The RCSU was briefly disbanded for a few years in the early 2000s following the College's decision to split up the Sciences Faculty into separate Faculties of Physical and Life Sciences, with the RCSU at the time deciding to follow suit, splitting into the Physical Sciences Union and the Life Sciences Union. In 2006 however, following the College's decision to re-merge the faculties, the presidents of the two constituent unions, Kilian Frensch and Mariko Tavernier, proposed to re-merge the two student unions, with the new union named the Royal College of Science Union following a popular vote. The re-merged RCSU was first led jointly by Kilian Frensch and Mariko Tavernier for the remainder of the college year, before Jad Marrouche became its first sole president the following year.

== Science Challenge ==
The RCSU Science Challenge is a scientific writing competition created in 2006 by the presidents of the newly-reformed RCSU, Kilian Frensch and Mariko Tavernier. Initially only for students of Imperial College, from its second year it was expanded and made open to schools students from across the country. The competition invites notable science communicators to judge the entries, with recent judges including BBC News science correspondent Pallab Ghosh, physicist John Pendry and climatologist Brian Hoskins.

== Traditions ==
The RCSU has a number of traditions, including the chanting of the kangela at bar nights and the sport of mascotry, guarding a college mascot called Theta. Theta takes the form of a thermometer, chosen as an instrument used by all scientific disciplines. Theta has had a number of incarnations, with the current mascot, Theta Mk.IV being a seven-foot steel thermometer weighing over 100 pounds (45 kg).

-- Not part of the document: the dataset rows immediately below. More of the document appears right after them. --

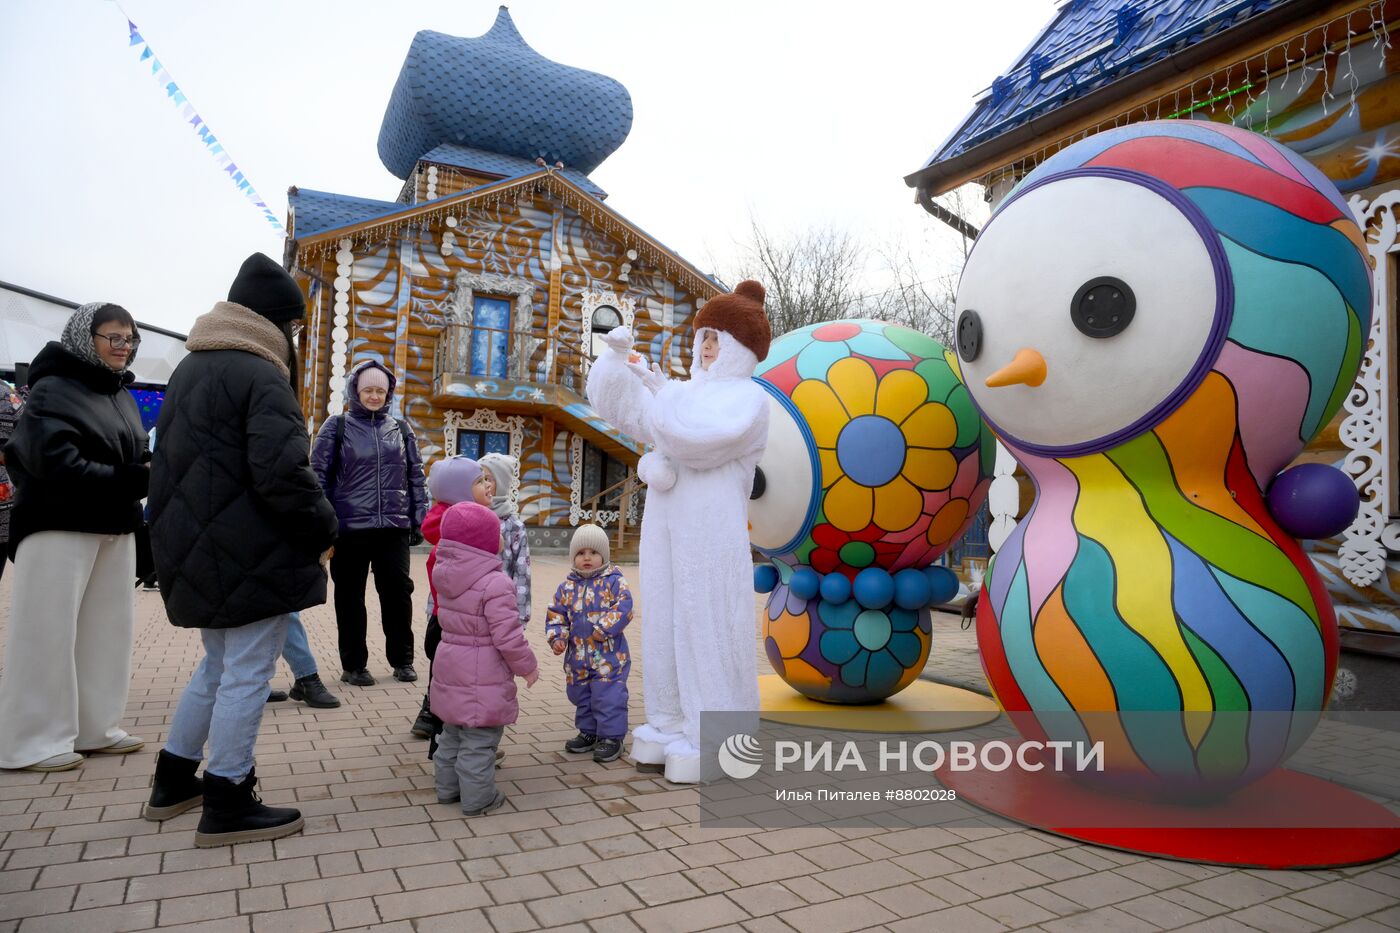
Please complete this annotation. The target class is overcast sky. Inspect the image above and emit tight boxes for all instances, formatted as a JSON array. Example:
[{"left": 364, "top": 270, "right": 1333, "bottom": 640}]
[{"left": 1, "top": 0, "right": 1054, "bottom": 333}]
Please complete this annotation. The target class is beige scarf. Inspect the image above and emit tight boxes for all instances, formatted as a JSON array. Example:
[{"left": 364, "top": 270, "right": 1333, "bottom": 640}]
[{"left": 185, "top": 301, "right": 290, "bottom": 379}]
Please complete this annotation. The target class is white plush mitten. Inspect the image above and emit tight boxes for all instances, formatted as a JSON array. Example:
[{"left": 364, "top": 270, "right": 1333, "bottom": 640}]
[
  {"left": 628, "top": 358, "right": 667, "bottom": 394},
  {"left": 637, "top": 450, "right": 677, "bottom": 491},
  {"left": 601, "top": 325, "right": 634, "bottom": 354}
]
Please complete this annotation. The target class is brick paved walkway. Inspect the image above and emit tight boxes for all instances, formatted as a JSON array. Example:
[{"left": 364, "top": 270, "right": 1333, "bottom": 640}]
[{"left": 1, "top": 555, "right": 1398, "bottom": 932}]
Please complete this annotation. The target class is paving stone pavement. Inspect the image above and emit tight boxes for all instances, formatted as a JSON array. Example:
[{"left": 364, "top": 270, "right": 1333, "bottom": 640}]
[{"left": 1, "top": 554, "right": 1397, "bottom": 932}]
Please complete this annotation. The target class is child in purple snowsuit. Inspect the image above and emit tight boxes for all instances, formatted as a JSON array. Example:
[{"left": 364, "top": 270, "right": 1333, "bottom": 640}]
[{"left": 546, "top": 524, "right": 632, "bottom": 764}]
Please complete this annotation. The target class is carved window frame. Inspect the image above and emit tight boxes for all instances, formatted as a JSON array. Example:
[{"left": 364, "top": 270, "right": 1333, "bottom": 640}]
[
  {"left": 447, "top": 272, "right": 540, "bottom": 378},
  {"left": 442, "top": 408, "right": 525, "bottom": 512},
  {"left": 568, "top": 434, "right": 638, "bottom": 526},
  {"left": 580, "top": 289, "right": 636, "bottom": 359}
]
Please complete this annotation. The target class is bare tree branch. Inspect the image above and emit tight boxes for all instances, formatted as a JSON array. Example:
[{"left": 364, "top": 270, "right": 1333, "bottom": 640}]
[
  {"left": 728, "top": 186, "right": 983, "bottom": 344},
  {"left": 734, "top": 219, "right": 868, "bottom": 337}
]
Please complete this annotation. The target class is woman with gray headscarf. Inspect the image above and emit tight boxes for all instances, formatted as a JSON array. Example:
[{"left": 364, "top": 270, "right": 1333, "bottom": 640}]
[{"left": 0, "top": 303, "right": 149, "bottom": 772}]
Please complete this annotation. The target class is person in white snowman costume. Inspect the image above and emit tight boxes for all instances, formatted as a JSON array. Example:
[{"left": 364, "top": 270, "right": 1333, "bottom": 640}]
[{"left": 585, "top": 280, "right": 770, "bottom": 784}]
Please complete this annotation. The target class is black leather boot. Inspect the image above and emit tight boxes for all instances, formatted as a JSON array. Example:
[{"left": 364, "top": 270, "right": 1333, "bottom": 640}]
[
  {"left": 142, "top": 749, "right": 204, "bottom": 822},
  {"left": 288, "top": 674, "right": 341, "bottom": 709},
  {"left": 411, "top": 695, "right": 442, "bottom": 739},
  {"left": 194, "top": 769, "right": 303, "bottom": 848}
]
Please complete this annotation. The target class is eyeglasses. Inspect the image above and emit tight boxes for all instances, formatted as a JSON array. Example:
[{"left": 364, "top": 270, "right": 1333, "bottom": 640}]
[{"left": 94, "top": 333, "right": 141, "bottom": 350}]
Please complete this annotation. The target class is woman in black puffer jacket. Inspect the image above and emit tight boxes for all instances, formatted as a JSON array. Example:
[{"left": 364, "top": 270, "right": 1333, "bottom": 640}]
[
  {"left": 310, "top": 360, "right": 427, "bottom": 687},
  {"left": 0, "top": 303, "right": 149, "bottom": 772}
]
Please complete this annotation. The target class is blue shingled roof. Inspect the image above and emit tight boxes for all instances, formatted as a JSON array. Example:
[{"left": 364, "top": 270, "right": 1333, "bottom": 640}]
[
  {"left": 377, "top": 7, "right": 632, "bottom": 180},
  {"left": 288, "top": 188, "right": 403, "bottom": 238},
  {"left": 289, "top": 181, "right": 519, "bottom": 240},
  {"left": 920, "top": 0, "right": 1289, "bottom": 174},
  {"left": 420, "top": 143, "right": 608, "bottom": 199}
]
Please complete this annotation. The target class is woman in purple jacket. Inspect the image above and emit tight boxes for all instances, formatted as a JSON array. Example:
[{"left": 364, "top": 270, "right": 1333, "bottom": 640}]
[{"left": 311, "top": 361, "right": 428, "bottom": 686}]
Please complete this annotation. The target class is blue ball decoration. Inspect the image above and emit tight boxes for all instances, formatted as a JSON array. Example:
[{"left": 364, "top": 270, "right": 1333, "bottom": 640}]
[
  {"left": 852, "top": 567, "right": 895, "bottom": 610},
  {"left": 754, "top": 564, "right": 779, "bottom": 594},
  {"left": 790, "top": 567, "right": 822, "bottom": 600},
  {"left": 1267, "top": 463, "right": 1361, "bottom": 540},
  {"left": 893, "top": 568, "right": 933, "bottom": 610},
  {"left": 924, "top": 565, "right": 960, "bottom": 606},
  {"left": 820, "top": 572, "right": 852, "bottom": 604}
]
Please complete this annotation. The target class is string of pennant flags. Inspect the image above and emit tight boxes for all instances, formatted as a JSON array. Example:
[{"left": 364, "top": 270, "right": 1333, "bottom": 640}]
[{"left": 124, "top": 17, "right": 286, "bottom": 235}]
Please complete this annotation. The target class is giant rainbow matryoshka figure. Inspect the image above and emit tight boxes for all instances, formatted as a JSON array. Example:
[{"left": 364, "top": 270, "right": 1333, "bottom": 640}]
[
  {"left": 947, "top": 120, "right": 1400, "bottom": 866},
  {"left": 748, "top": 320, "right": 994, "bottom": 707}
]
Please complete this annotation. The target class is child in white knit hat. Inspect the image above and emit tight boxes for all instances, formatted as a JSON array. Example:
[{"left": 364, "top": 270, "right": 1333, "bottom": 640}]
[
  {"left": 477, "top": 453, "right": 531, "bottom": 626},
  {"left": 545, "top": 524, "right": 633, "bottom": 763}
]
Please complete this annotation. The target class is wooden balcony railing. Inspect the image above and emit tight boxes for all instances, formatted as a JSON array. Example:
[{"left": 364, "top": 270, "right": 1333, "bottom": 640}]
[
  {"left": 433, "top": 324, "right": 598, "bottom": 394},
  {"left": 433, "top": 324, "right": 529, "bottom": 386},
  {"left": 582, "top": 471, "right": 641, "bottom": 550}
]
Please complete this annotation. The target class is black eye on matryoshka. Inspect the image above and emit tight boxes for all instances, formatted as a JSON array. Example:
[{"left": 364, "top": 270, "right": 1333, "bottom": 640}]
[
  {"left": 1071, "top": 276, "right": 1135, "bottom": 338},
  {"left": 956, "top": 309, "right": 982, "bottom": 362},
  {"left": 751, "top": 466, "right": 767, "bottom": 500}
]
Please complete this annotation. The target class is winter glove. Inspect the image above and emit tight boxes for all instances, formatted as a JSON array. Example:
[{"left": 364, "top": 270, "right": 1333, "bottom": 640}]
[
  {"left": 637, "top": 450, "right": 677, "bottom": 492},
  {"left": 409, "top": 525, "right": 424, "bottom": 547},
  {"left": 627, "top": 358, "right": 667, "bottom": 394},
  {"left": 601, "top": 326, "right": 634, "bottom": 354}
]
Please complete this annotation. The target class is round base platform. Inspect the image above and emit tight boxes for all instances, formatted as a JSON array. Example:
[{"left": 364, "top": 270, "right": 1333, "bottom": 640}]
[
  {"left": 758, "top": 674, "right": 1001, "bottom": 733},
  {"left": 938, "top": 757, "right": 1400, "bottom": 869}
]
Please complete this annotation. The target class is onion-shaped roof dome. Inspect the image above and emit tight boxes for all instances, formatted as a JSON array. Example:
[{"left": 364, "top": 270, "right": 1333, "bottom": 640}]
[{"left": 377, "top": 6, "right": 633, "bottom": 180}]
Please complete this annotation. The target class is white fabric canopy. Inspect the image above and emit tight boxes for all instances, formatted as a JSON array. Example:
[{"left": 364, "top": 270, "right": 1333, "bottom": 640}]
[{"left": 1, "top": 284, "right": 187, "bottom": 385}]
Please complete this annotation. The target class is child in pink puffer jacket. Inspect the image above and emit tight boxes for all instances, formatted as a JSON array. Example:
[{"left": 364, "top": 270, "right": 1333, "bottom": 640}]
[{"left": 429, "top": 502, "right": 538, "bottom": 816}]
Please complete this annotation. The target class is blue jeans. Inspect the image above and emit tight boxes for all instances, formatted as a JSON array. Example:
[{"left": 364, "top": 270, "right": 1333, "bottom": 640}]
[
  {"left": 282, "top": 613, "right": 317, "bottom": 680},
  {"left": 165, "top": 614, "right": 291, "bottom": 780}
]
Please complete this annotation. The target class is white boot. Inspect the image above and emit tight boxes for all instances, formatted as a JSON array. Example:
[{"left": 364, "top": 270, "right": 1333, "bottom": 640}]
[
  {"left": 631, "top": 723, "right": 683, "bottom": 771},
  {"left": 663, "top": 738, "right": 702, "bottom": 785}
]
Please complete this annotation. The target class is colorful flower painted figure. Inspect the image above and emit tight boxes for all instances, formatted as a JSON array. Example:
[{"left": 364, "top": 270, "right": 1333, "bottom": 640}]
[
  {"left": 748, "top": 321, "right": 992, "bottom": 704},
  {"left": 957, "top": 121, "right": 1371, "bottom": 796}
]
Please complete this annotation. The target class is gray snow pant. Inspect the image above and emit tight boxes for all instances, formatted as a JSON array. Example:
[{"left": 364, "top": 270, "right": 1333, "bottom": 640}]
[{"left": 433, "top": 723, "right": 503, "bottom": 813}]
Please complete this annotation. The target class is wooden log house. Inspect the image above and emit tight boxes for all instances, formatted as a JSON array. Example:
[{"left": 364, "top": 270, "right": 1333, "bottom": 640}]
[{"left": 284, "top": 7, "right": 721, "bottom": 552}]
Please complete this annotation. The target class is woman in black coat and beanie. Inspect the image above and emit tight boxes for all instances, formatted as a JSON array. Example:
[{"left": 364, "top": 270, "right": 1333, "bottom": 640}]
[
  {"left": 0, "top": 303, "right": 150, "bottom": 772},
  {"left": 145, "top": 253, "right": 338, "bottom": 847}
]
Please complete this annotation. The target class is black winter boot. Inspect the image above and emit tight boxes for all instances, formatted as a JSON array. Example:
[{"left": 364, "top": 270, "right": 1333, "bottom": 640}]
[
  {"left": 142, "top": 749, "right": 203, "bottom": 822},
  {"left": 411, "top": 695, "right": 442, "bottom": 739},
  {"left": 194, "top": 769, "right": 303, "bottom": 848},
  {"left": 564, "top": 732, "right": 597, "bottom": 754},
  {"left": 289, "top": 674, "right": 341, "bottom": 709}
]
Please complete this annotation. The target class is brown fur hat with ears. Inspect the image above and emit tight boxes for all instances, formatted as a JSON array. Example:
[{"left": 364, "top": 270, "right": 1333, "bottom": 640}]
[{"left": 693, "top": 280, "right": 771, "bottom": 362}]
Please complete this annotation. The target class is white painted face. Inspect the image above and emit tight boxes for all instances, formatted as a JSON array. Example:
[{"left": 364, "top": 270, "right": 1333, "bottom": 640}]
[
  {"left": 954, "top": 173, "right": 1224, "bottom": 454},
  {"left": 748, "top": 392, "right": 817, "bottom": 555}
]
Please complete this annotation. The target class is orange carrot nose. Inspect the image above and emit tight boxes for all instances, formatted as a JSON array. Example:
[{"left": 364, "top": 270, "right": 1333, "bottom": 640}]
[{"left": 985, "top": 347, "right": 1048, "bottom": 388}]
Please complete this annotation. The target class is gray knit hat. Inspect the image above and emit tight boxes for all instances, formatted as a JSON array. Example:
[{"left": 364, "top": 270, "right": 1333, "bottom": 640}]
[
  {"left": 478, "top": 453, "right": 518, "bottom": 519},
  {"left": 569, "top": 523, "right": 610, "bottom": 566}
]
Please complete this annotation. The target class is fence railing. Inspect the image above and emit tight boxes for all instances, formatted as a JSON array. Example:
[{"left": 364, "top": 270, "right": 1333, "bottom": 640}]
[
  {"left": 433, "top": 324, "right": 598, "bottom": 394},
  {"left": 432, "top": 324, "right": 527, "bottom": 386},
  {"left": 551, "top": 337, "right": 593, "bottom": 395},
  {"left": 582, "top": 471, "right": 640, "bottom": 547}
]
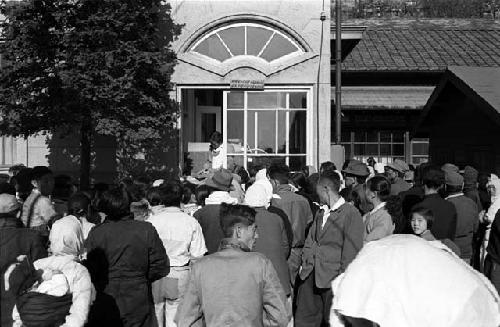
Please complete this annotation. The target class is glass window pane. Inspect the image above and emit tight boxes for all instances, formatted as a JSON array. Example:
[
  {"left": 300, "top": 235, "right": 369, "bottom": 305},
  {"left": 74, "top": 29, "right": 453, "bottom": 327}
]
[
  {"left": 393, "top": 144, "right": 404, "bottom": 156},
  {"left": 367, "top": 131, "right": 378, "bottom": 142},
  {"left": 289, "top": 111, "right": 307, "bottom": 154},
  {"left": 248, "top": 111, "right": 256, "bottom": 150},
  {"left": 257, "top": 111, "right": 276, "bottom": 154},
  {"left": 343, "top": 143, "right": 352, "bottom": 159},
  {"left": 218, "top": 27, "right": 245, "bottom": 56},
  {"left": 260, "top": 33, "right": 298, "bottom": 62},
  {"left": 354, "top": 132, "right": 365, "bottom": 143},
  {"left": 393, "top": 131, "right": 404, "bottom": 143},
  {"left": 248, "top": 92, "right": 285, "bottom": 109},
  {"left": 247, "top": 156, "right": 285, "bottom": 171},
  {"left": 412, "top": 142, "right": 429, "bottom": 156},
  {"left": 227, "top": 111, "right": 244, "bottom": 154},
  {"left": 193, "top": 34, "right": 231, "bottom": 61},
  {"left": 366, "top": 144, "right": 378, "bottom": 155},
  {"left": 412, "top": 156, "right": 429, "bottom": 165},
  {"left": 380, "top": 131, "right": 391, "bottom": 142},
  {"left": 247, "top": 26, "right": 273, "bottom": 56},
  {"left": 341, "top": 130, "right": 351, "bottom": 143},
  {"left": 289, "top": 92, "right": 307, "bottom": 109},
  {"left": 278, "top": 111, "right": 287, "bottom": 153},
  {"left": 289, "top": 156, "right": 307, "bottom": 171},
  {"left": 380, "top": 144, "right": 391, "bottom": 156},
  {"left": 228, "top": 91, "right": 244, "bottom": 109},
  {"left": 354, "top": 144, "right": 365, "bottom": 155}
]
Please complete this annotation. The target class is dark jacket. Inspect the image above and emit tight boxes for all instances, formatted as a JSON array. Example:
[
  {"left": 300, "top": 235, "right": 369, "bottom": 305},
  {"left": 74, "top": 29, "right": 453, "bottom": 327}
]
[
  {"left": 446, "top": 194, "right": 479, "bottom": 259},
  {"left": 253, "top": 208, "right": 291, "bottom": 296},
  {"left": 487, "top": 211, "right": 500, "bottom": 265},
  {"left": 463, "top": 187, "right": 483, "bottom": 213},
  {"left": 268, "top": 205, "right": 293, "bottom": 251},
  {"left": 300, "top": 202, "right": 364, "bottom": 289},
  {"left": 85, "top": 218, "right": 169, "bottom": 327},
  {"left": 416, "top": 194, "right": 457, "bottom": 241},
  {"left": 0, "top": 217, "right": 47, "bottom": 327},
  {"left": 390, "top": 177, "right": 411, "bottom": 196},
  {"left": 175, "top": 239, "right": 289, "bottom": 327},
  {"left": 271, "top": 185, "right": 313, "bottom": 249},
  {"left": 194, "top": 204, "right": 223, "bottom": 255}
]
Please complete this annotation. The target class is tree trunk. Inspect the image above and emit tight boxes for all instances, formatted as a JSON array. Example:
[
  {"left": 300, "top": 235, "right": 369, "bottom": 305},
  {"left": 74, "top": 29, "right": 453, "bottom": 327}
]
[{"left": 80, "top": 121, "right": 92, "bottom": 191}]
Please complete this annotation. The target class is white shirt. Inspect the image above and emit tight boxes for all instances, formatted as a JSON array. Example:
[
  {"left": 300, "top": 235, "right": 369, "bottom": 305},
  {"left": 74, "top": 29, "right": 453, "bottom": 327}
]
[
  {"left": 445, "top": 193, "right": 464, "bottom": 200},
  {"left": 147, "top": 206, "right": 207, "bottom": 267},
  {"left": 321, "top": 197, "right": 346, "bottom": 228},
  {"left": 211, "top": 144, "right": 226, "bottom": 169}
]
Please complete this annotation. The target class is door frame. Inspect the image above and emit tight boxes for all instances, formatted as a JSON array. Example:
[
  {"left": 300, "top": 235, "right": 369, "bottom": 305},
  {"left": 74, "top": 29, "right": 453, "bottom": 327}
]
[{"left": 196, "top": 105, "right": 222, "bottom": 142}]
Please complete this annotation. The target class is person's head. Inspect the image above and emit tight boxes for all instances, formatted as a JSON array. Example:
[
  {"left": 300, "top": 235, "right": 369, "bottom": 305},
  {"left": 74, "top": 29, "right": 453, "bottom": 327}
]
[
  {"left": 0, "top": 193, "right": 21, "bottom": 219},
  {"left": 365, "top": 176, "right": 391, "bottom": 205},
  {"left": 244, "top": 183, "right": 270, "bottom": 208},
  {"left": 233, "top": 165, "right": 250, "bottom": 186},
  {"left": 205, "top": 168, "right": 233, "bottom": 192},
  {"left": 160, "top": 181, "right": 184, "bottom": 207},
  {"left": 385, "top": 159, "right": 408, "bottom": 182},
  {"left": 126, "top": 183, "right": 146, "bottom": 203},
  {"left": 422, "top": 166, "right": 445, "bottom": 193},
  {"left": 0, "top": 182, "right": 16, "bottom": 196},
  {"left": 8, "top": 164, "right": 25, "bottom": 177},
  {"left": 53, "top": 174, "right": 76, "bottom": 200},
  {"left": 146, "top": 187, "right": 163, "bottom": 207},
  {"left": 342, "top": 160, "right": 370, "bottom": 187},
  {"left": 317, "top": 170, "right": 342, "bottom": 206},
  {"left": 31, "top": 166, "right": 54, "bottom": 196},
  {"left": 367, "top": 157, "right": 376, "bottom": 167},
  {"left": 320, "top": 161, "right": 337, "bottom": 175},
  {"left": 289, "top": 171, "right": 308, "bottom": 191},
  {"left": 68, "top": 192, "right": 91, "bottom": 218},
  {"left": 49, "top": 216, "right": 84, "bottom": 257},
  {"left": 479, "top": 173, "right": 490, "bottom": 190},
  {"left": 444, "top": 170, "right": 464, "bottom": 195},
  {"left": 268, "top": 163, "right": 290, "bottom": 190},
  {"left": 98, "top": 187, "right": 131, "bottom": 221},
  {"left": 410, "top": 206, "right": 434, "bottom": 236},
  {"left": 220, "top": 203, "right": 258, "bottom": 250},
  {"left": 209, "top": 131, "right": 223, "bottom": 151},
  {"left": 195, "top": 184, "right": 213, "bottom": 206}
]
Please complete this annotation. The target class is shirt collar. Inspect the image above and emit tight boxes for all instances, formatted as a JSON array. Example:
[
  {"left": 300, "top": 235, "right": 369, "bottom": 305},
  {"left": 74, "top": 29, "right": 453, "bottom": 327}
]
[
  {"left": 369, "top": 202, "right": 386, "bottom": 215},
  {"left": 445, "top": 193, "right": 464, "bottom": 200},
  {"left": 318, "top": 197, "right": 346, "bottom": 213}
]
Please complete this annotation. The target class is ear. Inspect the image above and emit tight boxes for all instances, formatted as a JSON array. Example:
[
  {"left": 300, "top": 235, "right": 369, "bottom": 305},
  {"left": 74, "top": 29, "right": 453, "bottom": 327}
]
[{"left": 31, "top": 180, "right": 37, "bottom": 188}]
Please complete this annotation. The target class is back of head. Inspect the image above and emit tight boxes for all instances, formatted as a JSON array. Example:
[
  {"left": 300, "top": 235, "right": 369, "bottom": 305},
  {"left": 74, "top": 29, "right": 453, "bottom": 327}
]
[
  {"left": 50, "top": 216, "right": 84, "bottom": 257},
  {"left": 320, "top": 161, "right": 337, "bottom": 174},
  {"left": 31, "top": 166, "right": 52, "bottom": 182},
  {"left": 367, "top": 175, "right": 391, "bottom": 202},
  {"left": 160, "top": 181, "right": 184, "bottom": 207},
  {"left": 195, "top": 184, "right": 212, "bottom": 206},
  {"left": 0, "top": 182, "right": 16, "bottom": 196},
  {"left": 319, "top": 170, "right": 341, "bottom": 194},
  {"left": 268, "top": 163, "right": 290, "bottom": 185},
  {"left": 219, "top": 203, "right": 256, "bottom": 238},
  {"left": 289, "top": 171, "right": 308, "bottom": 191},
  {"left": 422, "top": 166, "right": 445, "bottom": 190},
  {"left": 99, "top": 187, "right": 130, "bottom": 221},
  {"left": 68, "top": 192, "right": 91, "bottom": 217}
]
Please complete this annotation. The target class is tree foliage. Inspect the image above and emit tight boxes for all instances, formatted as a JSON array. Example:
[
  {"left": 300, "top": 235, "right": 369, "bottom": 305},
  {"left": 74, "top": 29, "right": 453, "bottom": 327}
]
[{"left": 0, "top": 0, "right": 182, "bottom": 184}]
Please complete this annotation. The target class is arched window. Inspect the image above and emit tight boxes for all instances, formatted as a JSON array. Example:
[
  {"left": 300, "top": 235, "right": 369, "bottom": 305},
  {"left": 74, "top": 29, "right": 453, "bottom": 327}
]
[{"left": 190, "top": 22, "right": 304, "bottom": 63}]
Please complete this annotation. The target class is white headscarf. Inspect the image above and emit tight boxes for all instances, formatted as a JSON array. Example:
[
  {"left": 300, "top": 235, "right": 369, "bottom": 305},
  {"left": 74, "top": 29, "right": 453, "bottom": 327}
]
[
  {"left": 486, "top": 175, "right": 500, "bottom": 224},
  {"left": 49, "top": 216, "right": 84, "bottom": 258},
  {"left": 245, "top": 183, "right": 270, "bottom": 208},
  {"left": 254, "top": 168, "right": 274, "bottom": 201}
]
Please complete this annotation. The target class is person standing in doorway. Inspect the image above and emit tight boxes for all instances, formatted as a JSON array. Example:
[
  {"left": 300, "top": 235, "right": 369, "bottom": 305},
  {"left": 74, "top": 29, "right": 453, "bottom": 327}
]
[{"left": 209, "top": 131, "right": 225, "bottom": 170}]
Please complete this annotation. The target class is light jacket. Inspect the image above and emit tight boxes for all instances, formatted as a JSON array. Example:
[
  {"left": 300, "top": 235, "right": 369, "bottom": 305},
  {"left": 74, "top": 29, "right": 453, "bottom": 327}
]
[
  {"left": 175, "top": 239, "right": 290, "bottom": 327},
  {"left": 363, "top": 203, "right": 394, "bottom": 244},
  {"left": 300, "top": 202, "right": 364, "bottom": 289}
]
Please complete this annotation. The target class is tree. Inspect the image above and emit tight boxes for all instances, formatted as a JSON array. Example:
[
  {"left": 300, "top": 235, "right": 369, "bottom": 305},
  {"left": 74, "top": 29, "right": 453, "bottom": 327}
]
[{"left": 0, "top": 0, "right": 182, "bottom": 189}]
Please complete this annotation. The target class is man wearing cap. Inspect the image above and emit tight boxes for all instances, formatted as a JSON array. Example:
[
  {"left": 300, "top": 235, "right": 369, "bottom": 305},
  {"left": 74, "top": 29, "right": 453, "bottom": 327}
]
[
  {"left": 340, "top": 159, "right": 372, "bottom": 215},
  {"left": 445, "top": 170, "right": 479, "bottom": 264},
  {"left": 194, "top": 169, "right": 238, "bottom": 254},
  {"left": 385, "top": 159, "right": 411, "bottom": 196},
  {"left": 0, "top": 193, "right": 47, "bottom": 327}
]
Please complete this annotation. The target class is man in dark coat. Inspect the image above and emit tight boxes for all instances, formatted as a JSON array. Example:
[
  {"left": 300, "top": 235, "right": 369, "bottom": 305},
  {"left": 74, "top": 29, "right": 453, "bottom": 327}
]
[
  {"left": 0, "top": 193, "right": 47, "bottom": 327},
  {"left": 414, "top": 167, "right": 457, "bottom": 241},
  {"left": 269, "top": 163, "right": 313, "bottom": 288},
  {"left": 85, "top": 187, "right": 169, "bottom": 327},
  {"left": 445, "top": 171, "right": 479, "bottom": 264},
  {"left": 295, "top": 170, "right": 364, "bottom": 326}
]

The RCSU also keeps an 'inviolate mascot' (i.e. it cannot be stolen), which is a Dennis N-Type fire engine known as Jezebel. Built in 1916, 'Jez' was donated to the college in 1955 when she finished her working life, and is equipped with 9-litre engine capable of pumping around 500 gallons of water per minute. There is a dedicated RCS Motor Club which maintains and takes care of Jezebel. She is involved with charity work and appears at various motor shows.

== Kangela ==

The Kangela is reputed to be an ancient Swahili Fertility Chant [Royal College of Science Handbook, 1973] first adopted by the RCSU in the middle 1950s as a War Cry on the occasion of Morphy Day.

The words are as follows:

Kangela Armadola
Kangela Armadola
Kangela Armadola
Teia, Teia, Teia,
Pakamisso, Pakamisso,
Inkangala, Kubinala,
Watsi, R.C.S.

The word kangela means "to watch" in Zulu.